Design stage is normally divided into 2 steps, design and detailed design. The first higher level stage enables approvals to be obtained without going into too much detail and therefore minimizes the amount of rework required. This phase involves the following assessments
Confirmation of materials selection using design codes, standards and procedures for construction, fabrication and assembly
Assessment of proposed corrosion control options.
Detailed Engineering Design comprises of detailed specification and drafting procedure to deliver the finalized design specifications.
The materials selection decisions are refined during the Design stage to enable a more detailed material selection to be carried out including coating and insulation requirements. During this stage the process simulation and the design of the process facility are developed and, therefore, factors such as gas sweetening and gas dehydration which influence the corrosivity of a fluid and thus the materials choice are discussed. A more detailed understanding of fluid properties is required and this sometimes requires testing to confirm CO2, H2S, water composition, chlorides, etc.

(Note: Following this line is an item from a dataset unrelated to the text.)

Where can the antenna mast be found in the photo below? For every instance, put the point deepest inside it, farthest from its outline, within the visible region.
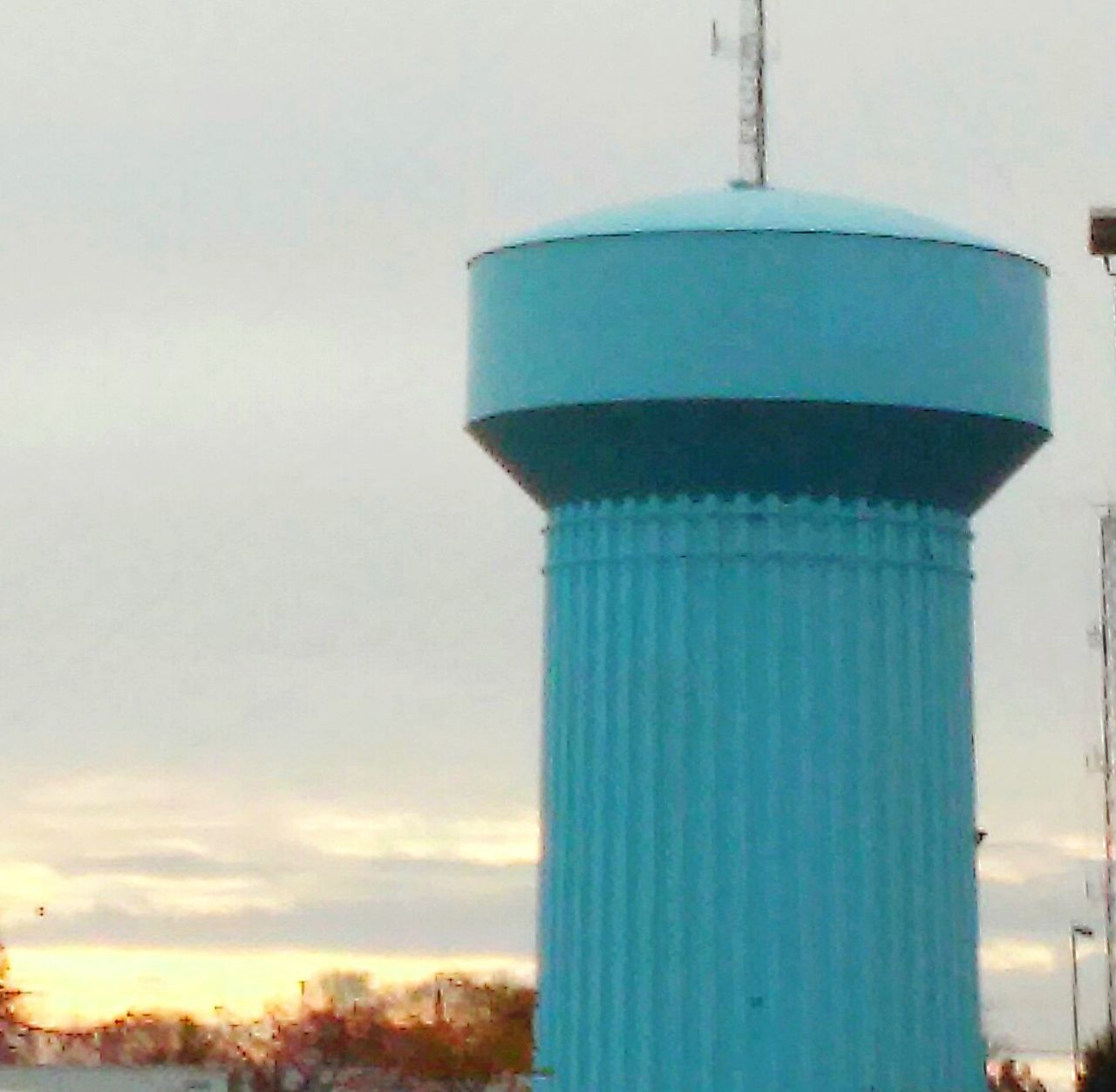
(749, 49)
(1108, 716)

Corrosion monitoring and mitigation requirements are specified at this stage as these will need to be designed into the facility. This can include the use of online and off-line instrumentation. In-line monitoring systems (such as corrosion coupons and corrosion probes) will require access fittings to be located at “appropriate” positions in pipelines and piping, as will injection systems for chemical treatment packages. For any type of pipelines the requirement to run cleaning pipeline tools will require launching facilities at “appropriate” locations throughout the system. Understating the predicted degradation mechanisms and the likely future operating scenarios is required in order to define these “appropriate” locations.
During the detailed design phase, these monitoring and injection requirements are finalized and detailed requirements specified; e.g. which instrumentation is required and the exact location and orientation of the instrumentation. This enables issues to be identified as early as possible and minimizes the opportunity for good intentions to go wrong.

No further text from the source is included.